Depois ainda, porque a norma que se acabou de referir, sendo uma concretização da previsão do art. 411º, é uma emanação do princípio do inquisitório e da prevalência da verdade material e tem inteira aplicação às ações como a presente, porquanto inexiste norma especial no regime processual aprovado pelo Dec. Lei 269/98 de 01/09 que disponha em sentido diverso sobre os poderes do tribunal quanto à produção de prova em sede de processo comum (art. 549º nº1 do CPC). De resto, até com recurso ao disposto sob o nº5 do art. 4º de tal regime – onde se prevê que “Se ao juiz parecer indispensável, para a boa decisão da causa, que se proceda a alguma diligência” pode levá-la por diante nos termos ali previstos – se logra alcançar o mesmo desfecho, ou seja, ao poder-dever de o tribunal ordenar a inquirição como testemunha da pessoa em causa, face aos motivos indicados para o efeito[2].

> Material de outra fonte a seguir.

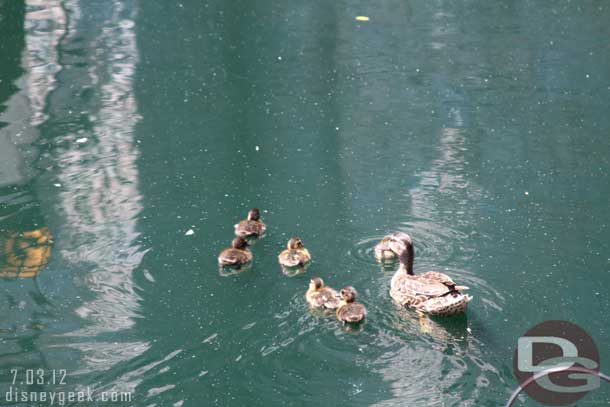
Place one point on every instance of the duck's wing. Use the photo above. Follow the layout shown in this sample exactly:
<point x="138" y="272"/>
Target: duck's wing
<point x="437" y="276"/>
<point x="418" y="285"/>
<point x="450" y="304"/>
<point x="233" y="256"/>
<point x="330" y="298"/>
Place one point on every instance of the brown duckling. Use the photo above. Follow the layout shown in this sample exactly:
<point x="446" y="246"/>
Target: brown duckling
<point x="237" y="255"/>
<point x="392" y="245"/>
<point x="320" y="296"/>
<point x="295" y="254"/>
<point x="251" y="227"/>
<point x="350" y="310"/>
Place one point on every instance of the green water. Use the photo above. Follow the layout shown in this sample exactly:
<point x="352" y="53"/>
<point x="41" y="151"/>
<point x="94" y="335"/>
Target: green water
<point x="480" y="128"/>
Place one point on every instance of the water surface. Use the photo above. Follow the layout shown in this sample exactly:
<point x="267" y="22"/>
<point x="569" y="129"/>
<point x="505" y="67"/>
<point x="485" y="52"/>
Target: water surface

Pelo que se expôs, há que julgar improcedente o recurso e confirmar a decisão recorrida.

As custas do recurso ficam a cargo do recorrente, que nele decaiu (art. 527º nºs 1 e 2 do CPC).


*

Sumário (da exclusiva responsabilidade do relator – art. 663 º nº7 do CPC):

…….…………………………

……………………………….

……………………………….


**

III – Decisão

Por tudo o exposto, acorda-se em julgar improcedente o recurso e confirmar a decisão recorrida.

Custas pelo recorrente.


***


Porto 22/4/2024
Mendes Coelho
Teresa Fonseca
Jorge Martins Ribeiro
_____________________
[1] “Código de Processo Civil Anotado”, Volume 2º, Almedina, 4ª edição, 2019, pág. 208.
[2] Neste exato sentido, vide o Acórdão da Relação de Guimarães de 6/2/2020, proferido no proc. nº90720/17.1YIPRT-B.G1 (relator Jorge Santos) e disponível em www.dgsi.pt.